Pour Homme


Autumn/Winter 1998
(images via FirstView)














A menswear show modeled entirely by women, with a special guest appearance from Vivienne Westwood.
Yohji rocks.


"My starting point was that I wanted to protect a human's body. This is the beginning, actually hiding women's bodies. This is about sexuality, about protecting. it. From the very beginning of my career, I was not very sure that I would become a so-called fashion designer. It sounded very light - 'fashion designer'. When I think about the image of a fashion designer, I have to think about trend. I have to think about what's new, what's next, what kind of feeling consumers want. It's too busy for me. So, from the beginning, I wanted to protect the clothing itself from fashion, and at the same time protect that woman's body from something, maybe from men's eyes or a cold wind. I wanted people to keep on wearing my clothing for at least 10 years or more, so I requested the fabric maker to make a very strong, tough finish.

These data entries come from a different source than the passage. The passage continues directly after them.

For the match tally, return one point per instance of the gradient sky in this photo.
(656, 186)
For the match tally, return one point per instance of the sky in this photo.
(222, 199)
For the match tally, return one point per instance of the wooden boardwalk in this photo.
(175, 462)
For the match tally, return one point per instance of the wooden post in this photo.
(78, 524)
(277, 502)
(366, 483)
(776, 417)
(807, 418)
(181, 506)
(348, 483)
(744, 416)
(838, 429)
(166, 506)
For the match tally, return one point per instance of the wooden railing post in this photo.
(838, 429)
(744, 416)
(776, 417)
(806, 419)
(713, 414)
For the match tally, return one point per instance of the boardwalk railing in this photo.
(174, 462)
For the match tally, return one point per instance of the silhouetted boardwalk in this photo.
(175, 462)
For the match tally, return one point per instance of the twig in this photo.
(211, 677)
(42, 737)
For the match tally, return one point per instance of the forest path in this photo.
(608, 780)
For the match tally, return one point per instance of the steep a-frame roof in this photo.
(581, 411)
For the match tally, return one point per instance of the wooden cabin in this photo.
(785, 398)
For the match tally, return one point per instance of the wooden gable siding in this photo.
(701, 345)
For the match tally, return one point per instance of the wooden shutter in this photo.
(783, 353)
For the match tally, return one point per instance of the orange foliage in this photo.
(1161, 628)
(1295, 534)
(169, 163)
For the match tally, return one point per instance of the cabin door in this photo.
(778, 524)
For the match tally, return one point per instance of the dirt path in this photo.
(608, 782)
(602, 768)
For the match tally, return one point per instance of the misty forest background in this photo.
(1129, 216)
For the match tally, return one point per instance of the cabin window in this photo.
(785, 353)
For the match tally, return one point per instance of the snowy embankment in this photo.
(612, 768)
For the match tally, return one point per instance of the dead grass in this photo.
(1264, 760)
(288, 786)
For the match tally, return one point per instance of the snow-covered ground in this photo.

It's very close to designing army clothing.

Army clothing has very obvious functions, so from spinning the cotton onwards, they do very special mixtures, and I have been doing the same thing. First we determine how many threads or warp should be in one inch. This layer is very important as it is very stiff - the weft is a little softer. It takes that balance, and also when it's wool, cotton, silk, they live forever. They change, they age. It's so charming when clothes and fabrics age. One reason why young people love second-hand clothing is that it has a character, or it has a story already, or it has some human message. So I'm always close to second-hand clothing or army clothes."

Like finding a lost wedding ring
Yohji Yamamoto in conversation with Ligaya Salazar
Yohji Yamamoto, Exhibition Catalogue, (V&A, 2011)



"When did women begin to put their hands in their pockets? Did it start with Marlene Dietrich? We can be sure, at least, that it started after women began wearing men's clothes, and also that in the current age that masculine pose is fully accepted, considered just another fashion. Nevertheless, I find I still like to attach pockets.

[...]

I read somewhere, perhaps in a medical book, that people's grief gathers in their ankles. Grief, sometimes dating back decades, sinks towards the earth and gathers in the ankles. People believe that they have gotten over those sad events, and they press forward as usual in pursuit of their own backs as they carry some idealized vision of who they are. It is all rather paradoxical: they carry with them, in each and every step, the very grief they believe they have trampled underfoot.

There are women who have passed through the gates of hell and learned of both the bitter and sweet in life. At times grief will rise from them only to then fade away, like burning incense. The scent never clings to her. These women are truly well bred, the truly noble, and it is to them that I would like to offer that perfected pocket designed with the single slice of a razor."